Did voice-over work with former Office Space (1999) costar Gary Cole, for the Kim Possible (2002) series.
Appeared in three movies with Ben Affleck: Buffy the Vampire Slayer (1992), Jersey Girl (2004) and Surviving Christmas (2004).
Has a teenage son.
He is in the theatrical trailer for White Oleander (2002) although his scenes were cut from the film itself (other then a very brief voice-over).
With his part as the squirrelly "Milton Waddams" in the cult classic Office Space (1999), Root has developed a fan base; he has said that, from time to time, fans of the movie will either mail him or give him, in person, a red Swingline stapler.

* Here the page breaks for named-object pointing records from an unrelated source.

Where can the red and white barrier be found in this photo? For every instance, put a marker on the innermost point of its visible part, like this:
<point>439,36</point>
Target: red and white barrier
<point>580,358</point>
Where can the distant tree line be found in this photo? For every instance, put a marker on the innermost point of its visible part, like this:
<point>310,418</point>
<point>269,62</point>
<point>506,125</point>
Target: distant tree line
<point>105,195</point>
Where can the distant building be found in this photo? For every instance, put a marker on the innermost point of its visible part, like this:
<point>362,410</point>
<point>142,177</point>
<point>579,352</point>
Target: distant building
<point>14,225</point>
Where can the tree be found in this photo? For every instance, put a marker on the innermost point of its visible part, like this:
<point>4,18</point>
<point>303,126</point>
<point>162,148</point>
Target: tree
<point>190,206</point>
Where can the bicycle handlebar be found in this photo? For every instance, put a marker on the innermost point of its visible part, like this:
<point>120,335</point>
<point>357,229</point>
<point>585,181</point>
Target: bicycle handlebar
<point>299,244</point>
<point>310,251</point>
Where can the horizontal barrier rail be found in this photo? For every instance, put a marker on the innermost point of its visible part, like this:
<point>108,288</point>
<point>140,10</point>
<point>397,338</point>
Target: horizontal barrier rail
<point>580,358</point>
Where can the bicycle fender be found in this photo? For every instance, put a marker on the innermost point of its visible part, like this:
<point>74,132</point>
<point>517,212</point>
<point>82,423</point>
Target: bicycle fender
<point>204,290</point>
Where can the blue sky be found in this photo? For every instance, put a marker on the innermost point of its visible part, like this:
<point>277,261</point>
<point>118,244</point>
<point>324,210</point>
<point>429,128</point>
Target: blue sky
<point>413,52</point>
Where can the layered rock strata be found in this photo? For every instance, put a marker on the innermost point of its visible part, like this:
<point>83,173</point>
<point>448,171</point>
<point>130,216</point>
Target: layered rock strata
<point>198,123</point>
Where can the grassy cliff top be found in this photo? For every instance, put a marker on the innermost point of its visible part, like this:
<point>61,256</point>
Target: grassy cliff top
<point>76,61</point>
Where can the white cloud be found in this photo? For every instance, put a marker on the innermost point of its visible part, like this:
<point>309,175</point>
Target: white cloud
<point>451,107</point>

Had filmed scenes for Kindergarten Cop (1990) that were later cut out of the final film.

Personal Quotes (7)

I'm actually a Midwest kid. My dad was in construction, so we moved around every couple of years. I've lived in Muncie, Indiana, Sioux City, Iowa, Kansas City MO, Glen Rock, Wyoming; all over the Midwest. My Dad moved down to Florida when I was in senior high. It was cheap to go to college in Florida, so I became a Gator for four years. That's where I started doing theater.
[on making Dodgeball: A True Underdog Story (2004)] Well, it was a lot of hard work. It was like pitching 100 baseballs every day. We were all iced up by the end of the day. It's hard to throw overhand so many times. 'Vince (Vaughn)' started throwing with his left hand one day, because he was just done. It was a very physical shoot. It was fun, but it wasn't without its aches and pains.
[on coming up with the voice for "Bill", his character on King of the Hill (1997)] I have done a lot of Southern theater; I came out of the University Of Florida. I did do a lot of Southern plays in New York and regional stuff on the East Coast, so I had done "Driving Miss Daisy" and all of these things. So it was kind of an amalgamation of those things. I actually auditioned for "Dale" first. It didn't feel right to me, so I said, "Let me try this guy". That felt a lot more comfortable.
My whole career, I've tried to bounce back and forth between everything, and not get typed out. I've done a pretty good job of not getting typed. So I'll do a lot of comedy, and then I'll not do comedy for a year, do The West Wing (1999) and then do something else. You have to remind casting directors out here that you don't just do one thing. There's a lot of people who do just one thing.
(2007) My goal as an actor was to work-to be a working actor, whether it was in theater, and, well, I didn't even consider film and television when I was in New York, but what came along, came along. So, in that sense, I have achieved my goal of being a working actor. And luckily enough, I have recognition to be able to do jobs that I want to do instead of doing jobs for money, which is an enviable position to be in. It's what you work for your whole life anyway, to take jobs that interest you and not jobs that are just crap.
[on his early TV work] I enjoyed doing Night Court (1984), because Harry Anderson actually wrote me a second episode that I came and did for them. They were all fun. I did a lot of '(Steven) Bochco' stuff-Civil Wars (1991), NYPD Blue (1993). It was all fun. I got to do Star Trek: The Next Generation (1987). I was a lawyer one day and a Klingon the next.
[on his role in Ghost (1990)] That was fun. It was one of the first couple of films that I did in New York. Doing Broadway, you are able to get in to some film auditions at the same time. I did Ghost (1990) and Crocodile Dundee II (1988) within two or three months of each other. It was great to work with 'Demi (Moore)'. We both had little kids at the time. We talked mostly about that.